The key to understanding the mechanism of life lies in understanding how proteins work. Nearly all functional aspects of an organism rely on proteins; enzymes, brain chemicals like dopamine, hormones, and hundreds of thousands of others. Surprisingly, a properly working protein works because it has just the right three dimensional shape, a shape determined by the protein's molecular composition, which is in turn described in the genome. Given that we now have access to extensive genomic information, the next challenge for computational biologists is to determine a protein's three dimensional shape (or ``tertiary structure'') -- and, consequently, its biological function -- from its molecular composition (or ``primary structure''), expressed as the sequence of constituent amino acids. This ``protein folding problem'' is enormously difficult, both because of the number of possible configurations a protein might assume and because we don't yet precisely understand the science of the folding process itself.
We have been working on a new hybrid optimization approach to this problem that marks the convergence of several different research efforts. Our approach blends a distributed AI search technique we originally developed for use in automated deduction systems with a number of continuous optimization methods and powerful biochemically-inspired heuristics based on experimental data obtained in the laboratory. In this talk, I will describe the general architecture of our system, give an update on our recent progress, and demonstrate some preliminary folding results.
Joint work with Yinyu Ye (Management Sciences/Applied Mathematics), Kenneth Murphy (Biochemistry), Mauro Leoncini (CNR, Pisa, Italy), and Giovanni Resta (CNR, Pisa, Italy).

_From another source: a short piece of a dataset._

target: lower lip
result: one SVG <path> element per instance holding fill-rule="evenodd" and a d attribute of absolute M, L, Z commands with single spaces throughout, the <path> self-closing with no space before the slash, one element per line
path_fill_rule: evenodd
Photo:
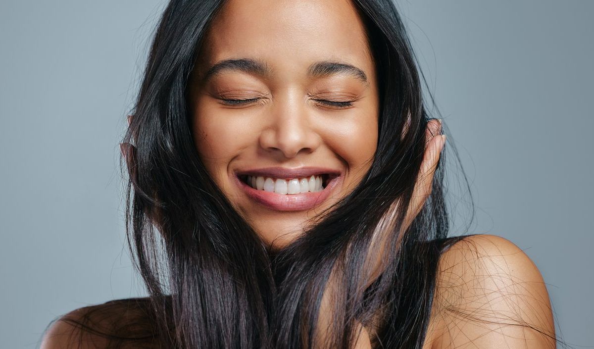
<path fill-rule="evenodd" d="M 236 182 L 239 188 L 245 192 L 250 199 L 276 211 L 303 211 L 313 208 L 328 198 L 342 178 L 342 174 L 334 177 L 329 181 L 326 188 L 319 192 L 277 194 L 254 189 L 235 176 Z"/>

Dr. Alberto Maria Segre is Professor and Tippie Research Fellow in the Management Science (Operations Research) Department at the University of Iowa. He received his Ph.D. in Electrical Engineering from the University of Illinois at Urbana-Champaign in 1987, and subsequently served as an Assistant Professor in the Cornell University Computer Science Department before coming to the University of Iowa in 1994. In addition to Management Sciences, he also holds appointments in the Department of Computer Science, the Center for Statistical Genetics Research, the Helen C. Levitt Center for Viral Pathogenesis and Disease, and the Program in Applied Mathematical and Computational Sciences.